The projected confrontation will come to a head at the Davos WEF, which is being held this week, with Trump and a large entourage scheduled to arrive today (Wednesday).
At least one meeting between EU officials and NATO officials with Trump in Davos is expected to take place. It may prove stormy.
'Stormy', since a source close to White House deliberations reports that Trump is not heading to Davos in any conciliatory mode. Rather, Trump intends to deliver a cold shower on the heads of people of self-appointed importance, who are assembled there. Many in the audience will be aghast as the globalists, who comprise the majority at the WEF assembly, begin to realise what it is Trump is putting together.
In essence, Trump is assembling an entirely new structure for global partnerships that will likely end up with the functional obsolescence of the United Nations. He is selecting world leaders through the invite to a 'Global Board of Peace' - Gaza merely representing the initial venue.
One of the key aspects, notes a White House close observer, is that in this new Global Assembly, each will pay their own way. 'No free riders this time. You want to sit at the big table; join the big club of sovereignty; assemble with a mutually respectful team of action - then pay the entrance fee to attend'.
Some, but not all, in Europe parade their anger and talk of 'resistance', but "the truth is that the Europeans never really cared about Greenland. It was the first country to leave the EU - in 1985 - long before Brexit. It's a fishing nation; fish is over 90% of its exports. And it left because EU fisheries policies would have deprived it of the right to manage its own stocks. Greenland could have been the EU's, had it really wanted to keep it", writes Munchau.
Does Europe have the will or the means to resist Trump ? No, it does not. It is the U.S., not Europe, that has the 'trade bazooka': Europe consciously decided (as part of the Ukraine project) to become 60% dependent on American liquified natural gas for its energy. The EU under NATO remains a U.S. garrison state with major U.S. bases in the Netherlands, Germany, Spain, Italy, Poland, Belgium, Portugal, Greece and Norway. Without the U.S. security umbrella, the EU nuclear deterrent collapses. Without the U.S., the Five Eyes is finished. (Canada's shift eastwards may have already begun the fracturing of NATO. The demise of Five Eyes could prove to be far more consequential than the end of NATO).
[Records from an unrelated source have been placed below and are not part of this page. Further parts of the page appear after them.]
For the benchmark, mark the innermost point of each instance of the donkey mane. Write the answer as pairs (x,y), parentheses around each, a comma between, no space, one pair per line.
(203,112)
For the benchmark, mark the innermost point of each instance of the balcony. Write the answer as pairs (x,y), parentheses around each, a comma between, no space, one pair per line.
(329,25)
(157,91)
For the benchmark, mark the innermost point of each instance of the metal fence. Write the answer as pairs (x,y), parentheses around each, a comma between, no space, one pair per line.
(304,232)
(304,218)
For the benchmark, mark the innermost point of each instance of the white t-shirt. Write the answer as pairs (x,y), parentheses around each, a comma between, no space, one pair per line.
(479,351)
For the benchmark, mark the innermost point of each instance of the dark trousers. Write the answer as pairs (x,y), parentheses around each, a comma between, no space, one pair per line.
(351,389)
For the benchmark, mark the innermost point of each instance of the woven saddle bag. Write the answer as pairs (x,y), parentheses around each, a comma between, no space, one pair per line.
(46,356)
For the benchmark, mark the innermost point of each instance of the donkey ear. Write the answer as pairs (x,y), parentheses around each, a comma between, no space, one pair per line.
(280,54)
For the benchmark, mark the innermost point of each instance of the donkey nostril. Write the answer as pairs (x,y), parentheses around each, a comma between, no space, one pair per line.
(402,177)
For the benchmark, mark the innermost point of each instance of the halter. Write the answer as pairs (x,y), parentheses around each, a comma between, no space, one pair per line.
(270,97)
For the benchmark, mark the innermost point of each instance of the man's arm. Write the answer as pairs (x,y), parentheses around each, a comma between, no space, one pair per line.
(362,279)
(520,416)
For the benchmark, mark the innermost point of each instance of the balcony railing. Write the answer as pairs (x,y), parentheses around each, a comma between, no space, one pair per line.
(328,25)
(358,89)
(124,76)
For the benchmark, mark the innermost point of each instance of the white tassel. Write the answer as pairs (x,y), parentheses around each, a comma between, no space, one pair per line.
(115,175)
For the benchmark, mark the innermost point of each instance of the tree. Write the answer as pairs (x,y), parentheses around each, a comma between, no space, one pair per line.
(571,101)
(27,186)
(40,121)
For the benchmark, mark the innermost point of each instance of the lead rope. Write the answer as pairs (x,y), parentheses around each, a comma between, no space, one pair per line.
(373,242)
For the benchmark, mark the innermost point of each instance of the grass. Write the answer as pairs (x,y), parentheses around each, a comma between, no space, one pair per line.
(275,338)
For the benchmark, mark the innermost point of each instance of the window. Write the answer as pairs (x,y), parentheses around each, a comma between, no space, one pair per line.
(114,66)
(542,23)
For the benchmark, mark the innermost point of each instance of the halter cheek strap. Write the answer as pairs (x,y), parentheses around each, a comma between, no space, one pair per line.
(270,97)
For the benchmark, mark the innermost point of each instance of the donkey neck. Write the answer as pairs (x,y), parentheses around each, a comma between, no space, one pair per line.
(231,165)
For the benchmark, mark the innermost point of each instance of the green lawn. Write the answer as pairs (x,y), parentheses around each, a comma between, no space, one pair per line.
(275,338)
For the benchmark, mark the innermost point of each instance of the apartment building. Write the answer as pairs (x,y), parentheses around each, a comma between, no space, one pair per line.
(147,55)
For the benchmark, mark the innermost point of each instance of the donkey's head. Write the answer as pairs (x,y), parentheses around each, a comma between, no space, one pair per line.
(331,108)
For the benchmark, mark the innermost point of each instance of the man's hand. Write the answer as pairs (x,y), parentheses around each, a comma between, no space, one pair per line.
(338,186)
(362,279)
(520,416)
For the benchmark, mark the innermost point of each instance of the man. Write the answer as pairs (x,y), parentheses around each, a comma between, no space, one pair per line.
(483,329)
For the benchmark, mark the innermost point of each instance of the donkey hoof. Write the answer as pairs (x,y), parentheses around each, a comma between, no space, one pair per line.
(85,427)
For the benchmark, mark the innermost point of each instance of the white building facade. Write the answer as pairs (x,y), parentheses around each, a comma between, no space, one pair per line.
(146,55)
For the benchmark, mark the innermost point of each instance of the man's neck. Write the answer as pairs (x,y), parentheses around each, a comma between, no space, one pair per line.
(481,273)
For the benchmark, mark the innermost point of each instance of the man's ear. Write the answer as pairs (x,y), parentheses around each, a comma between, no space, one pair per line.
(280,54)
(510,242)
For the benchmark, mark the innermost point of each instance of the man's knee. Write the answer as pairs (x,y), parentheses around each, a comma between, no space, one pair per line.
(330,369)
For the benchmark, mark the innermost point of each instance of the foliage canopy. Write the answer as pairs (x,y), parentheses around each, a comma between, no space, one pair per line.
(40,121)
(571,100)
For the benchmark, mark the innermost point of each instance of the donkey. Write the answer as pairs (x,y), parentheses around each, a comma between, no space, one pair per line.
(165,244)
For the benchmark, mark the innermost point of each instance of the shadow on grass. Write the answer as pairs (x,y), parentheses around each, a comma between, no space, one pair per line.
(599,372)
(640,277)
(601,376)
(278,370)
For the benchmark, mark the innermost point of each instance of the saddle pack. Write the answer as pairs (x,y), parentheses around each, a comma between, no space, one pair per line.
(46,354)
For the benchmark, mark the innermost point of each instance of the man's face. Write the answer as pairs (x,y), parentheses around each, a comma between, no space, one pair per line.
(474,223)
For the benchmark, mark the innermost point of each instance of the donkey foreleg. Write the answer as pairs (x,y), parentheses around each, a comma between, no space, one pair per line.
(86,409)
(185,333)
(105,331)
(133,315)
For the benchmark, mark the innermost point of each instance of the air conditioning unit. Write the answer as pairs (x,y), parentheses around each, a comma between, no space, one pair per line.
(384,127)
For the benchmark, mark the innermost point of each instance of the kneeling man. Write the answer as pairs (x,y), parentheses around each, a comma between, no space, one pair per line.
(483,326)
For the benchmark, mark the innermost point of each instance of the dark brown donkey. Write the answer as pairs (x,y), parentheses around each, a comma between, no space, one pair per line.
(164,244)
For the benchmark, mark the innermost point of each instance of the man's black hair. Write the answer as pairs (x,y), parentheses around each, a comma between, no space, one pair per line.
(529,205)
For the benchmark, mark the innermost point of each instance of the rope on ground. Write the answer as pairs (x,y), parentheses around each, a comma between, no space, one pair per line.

European capitals reportedly are hatching a plan to force Trump to back down over his demands to take control of Greenland from Denmark. Or rather, they're hatching several different plans and throwing everything they have at anyone they think might listen - fuelling strong suspicions that they are not speaking with one voice, and that they understand Europe's weakness.
The big risk, some European officials admit, is that such blunt challenges to the U.S. would rapidly escalate into a full-blown rupture in the transatlantic relationship, leading perhaps to the demise of NATO. Others argue that the alliance is increasingly toxic under Trump and that Europe needs to move on.
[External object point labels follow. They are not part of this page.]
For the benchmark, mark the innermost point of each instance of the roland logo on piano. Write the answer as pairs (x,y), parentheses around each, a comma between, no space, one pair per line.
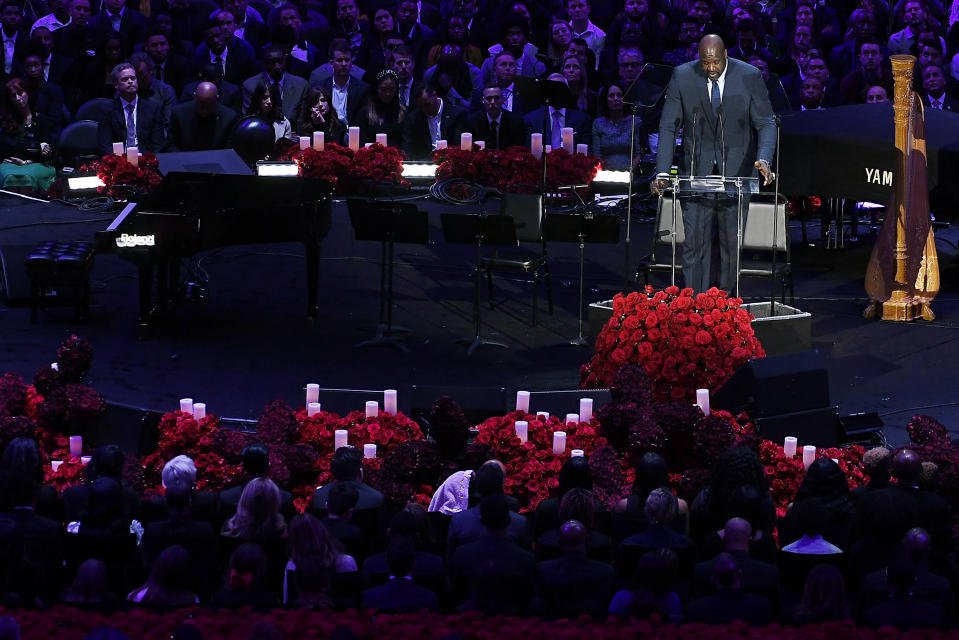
(879,176)
(134,240)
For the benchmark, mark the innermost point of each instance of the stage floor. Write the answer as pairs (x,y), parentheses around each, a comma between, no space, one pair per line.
(248,341)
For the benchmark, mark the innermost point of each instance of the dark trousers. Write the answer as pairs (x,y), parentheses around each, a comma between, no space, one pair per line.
(701,213)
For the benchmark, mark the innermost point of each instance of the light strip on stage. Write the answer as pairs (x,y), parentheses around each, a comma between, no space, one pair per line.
(274,169)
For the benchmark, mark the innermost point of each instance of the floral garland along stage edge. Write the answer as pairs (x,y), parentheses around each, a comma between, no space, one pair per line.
(684,341)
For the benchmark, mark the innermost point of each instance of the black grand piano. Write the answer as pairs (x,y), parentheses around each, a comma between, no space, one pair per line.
(193,212)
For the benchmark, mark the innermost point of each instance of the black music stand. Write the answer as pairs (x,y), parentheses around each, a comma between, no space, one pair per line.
(478,229)
(389,223)
(582,228)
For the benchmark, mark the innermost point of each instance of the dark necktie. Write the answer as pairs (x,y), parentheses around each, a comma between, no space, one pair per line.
(131,128)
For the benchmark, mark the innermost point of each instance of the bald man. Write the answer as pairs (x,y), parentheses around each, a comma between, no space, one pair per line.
(202,124)
(723,107)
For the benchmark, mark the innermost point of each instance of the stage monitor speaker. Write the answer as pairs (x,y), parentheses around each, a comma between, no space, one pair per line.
(134,429)
(776,385)
(819,427)
(477,403)
(14,282)
(559,403)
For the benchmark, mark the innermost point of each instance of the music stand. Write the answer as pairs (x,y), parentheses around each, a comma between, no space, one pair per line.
(478,229)
(582,228)
(389,223)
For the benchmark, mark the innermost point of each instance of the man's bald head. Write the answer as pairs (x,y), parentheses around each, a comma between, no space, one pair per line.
(205,99)
(712,56)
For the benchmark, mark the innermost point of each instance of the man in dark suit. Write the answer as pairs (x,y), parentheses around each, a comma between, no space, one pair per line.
(399,593)
(557,119)
(508,129)
(234,56)
(497,574)
(348,93)
(430,121)
(136,122)
(116,16)
(203,124)
(574,585)
(292,87)
(729,602)
(728,102)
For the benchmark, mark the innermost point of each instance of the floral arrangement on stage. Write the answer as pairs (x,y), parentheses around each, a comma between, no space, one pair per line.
(123,180)
(346,169)
(515,167)
(685,342)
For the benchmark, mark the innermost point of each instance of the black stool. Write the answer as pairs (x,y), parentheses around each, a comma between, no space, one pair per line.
(60,274)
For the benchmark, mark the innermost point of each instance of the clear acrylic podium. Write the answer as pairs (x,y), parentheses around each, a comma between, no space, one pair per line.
(734,187)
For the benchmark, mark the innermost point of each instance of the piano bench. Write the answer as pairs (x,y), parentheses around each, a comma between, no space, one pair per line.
(59,273)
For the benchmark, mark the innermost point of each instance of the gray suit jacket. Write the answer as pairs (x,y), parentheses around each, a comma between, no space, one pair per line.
(294,88)
(749,129)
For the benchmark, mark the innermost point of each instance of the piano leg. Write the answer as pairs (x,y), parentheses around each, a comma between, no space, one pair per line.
(312,279)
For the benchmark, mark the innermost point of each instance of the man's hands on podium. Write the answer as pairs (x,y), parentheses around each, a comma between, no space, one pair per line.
(767,173)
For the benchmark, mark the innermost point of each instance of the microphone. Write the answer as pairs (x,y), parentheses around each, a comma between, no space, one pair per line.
(692,160)
(722,137)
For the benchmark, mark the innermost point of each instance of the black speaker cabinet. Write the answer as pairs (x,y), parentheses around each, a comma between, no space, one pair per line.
(776,385)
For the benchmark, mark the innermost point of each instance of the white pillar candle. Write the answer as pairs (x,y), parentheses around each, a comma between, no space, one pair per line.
(585,409)
(568,139)
(76,446)
(522,430)
(702,399)
(389,401)
(559,442)
(789,446)
(536,145)
(522,401)
(809,455)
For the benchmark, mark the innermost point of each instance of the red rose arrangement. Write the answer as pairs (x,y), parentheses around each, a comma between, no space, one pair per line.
(122,180)
(683,341)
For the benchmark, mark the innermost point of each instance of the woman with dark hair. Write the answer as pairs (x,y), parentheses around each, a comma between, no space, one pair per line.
(383,112)
(246,580)
(257,513)
(25,142)
(169,581)
(317,114)
(824,597)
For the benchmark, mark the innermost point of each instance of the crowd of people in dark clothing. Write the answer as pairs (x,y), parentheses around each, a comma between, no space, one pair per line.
(882,554)
(167,75)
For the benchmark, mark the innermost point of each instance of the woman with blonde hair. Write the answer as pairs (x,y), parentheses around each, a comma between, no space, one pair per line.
(258,513)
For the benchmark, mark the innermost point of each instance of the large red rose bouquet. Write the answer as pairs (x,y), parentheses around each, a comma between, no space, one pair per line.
(683,341)
(122,180)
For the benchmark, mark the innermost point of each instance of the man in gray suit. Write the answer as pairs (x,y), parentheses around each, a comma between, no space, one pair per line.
(724,109)
(293,87)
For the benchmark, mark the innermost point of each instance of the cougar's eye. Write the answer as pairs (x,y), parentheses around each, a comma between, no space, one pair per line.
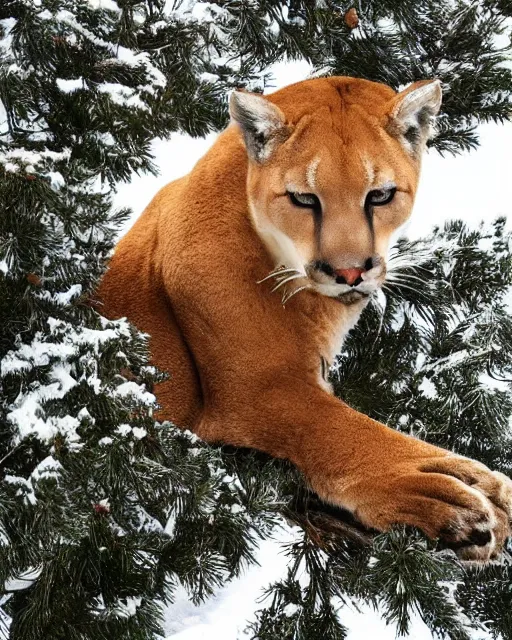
(306,200)
(378,197)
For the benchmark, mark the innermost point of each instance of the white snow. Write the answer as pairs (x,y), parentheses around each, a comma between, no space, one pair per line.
(428,388)
(228,613)
(133,390)
(71,85)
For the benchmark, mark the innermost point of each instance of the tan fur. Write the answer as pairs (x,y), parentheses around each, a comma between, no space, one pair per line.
(245,369)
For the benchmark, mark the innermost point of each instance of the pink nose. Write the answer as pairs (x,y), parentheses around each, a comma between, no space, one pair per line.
(350,275)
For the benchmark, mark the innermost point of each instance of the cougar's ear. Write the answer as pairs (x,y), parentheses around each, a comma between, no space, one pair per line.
(412,111)
(263,124)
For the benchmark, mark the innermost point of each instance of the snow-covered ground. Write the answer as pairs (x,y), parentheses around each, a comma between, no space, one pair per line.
(472,187)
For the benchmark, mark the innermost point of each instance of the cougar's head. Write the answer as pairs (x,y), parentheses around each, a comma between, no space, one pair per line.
(333,171)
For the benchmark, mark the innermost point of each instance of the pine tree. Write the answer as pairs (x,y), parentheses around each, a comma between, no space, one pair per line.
(103,511)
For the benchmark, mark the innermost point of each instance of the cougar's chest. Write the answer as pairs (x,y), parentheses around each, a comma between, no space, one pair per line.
(334,323)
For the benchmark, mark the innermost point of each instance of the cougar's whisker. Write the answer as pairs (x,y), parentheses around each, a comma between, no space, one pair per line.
(287,295)
(277,273)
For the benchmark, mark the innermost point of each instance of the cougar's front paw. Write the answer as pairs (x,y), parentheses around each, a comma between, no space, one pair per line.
(460,501)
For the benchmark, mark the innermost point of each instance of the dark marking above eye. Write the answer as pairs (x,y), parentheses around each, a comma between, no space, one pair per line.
(412,135)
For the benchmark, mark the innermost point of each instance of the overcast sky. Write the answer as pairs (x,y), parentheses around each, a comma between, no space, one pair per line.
(472,186)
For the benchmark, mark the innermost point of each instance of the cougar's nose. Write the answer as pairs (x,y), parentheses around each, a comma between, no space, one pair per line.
(352,276)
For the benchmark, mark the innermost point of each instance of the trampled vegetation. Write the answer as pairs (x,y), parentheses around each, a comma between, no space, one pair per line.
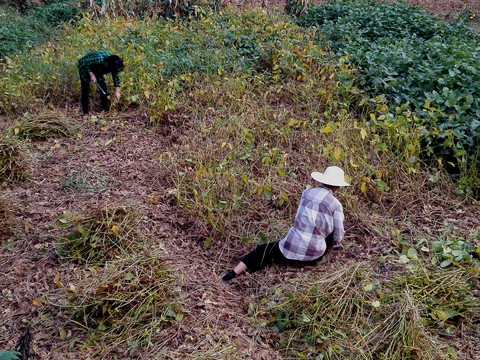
(238,108)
But behind the scenes - as always these days in western Europe - lies 'Project Ukraine'. 'Coalition of the Willing' European members are still fixated on coercing Trump to agree that U.S. military forces will backstop European security guarantees (in the unlikely event of an Ukraine ceasefire coming into effect).
What will be the initial 'Greenland' endgame ? Trump will 'take' Greenland. In the longer timeframe this may lead to the dismemberment of Europe and some European states pursuing individual defence policies. The European élites however, will be more intent on preserving NATO and the semblance of being American 'allies', than 'saving Greenland'.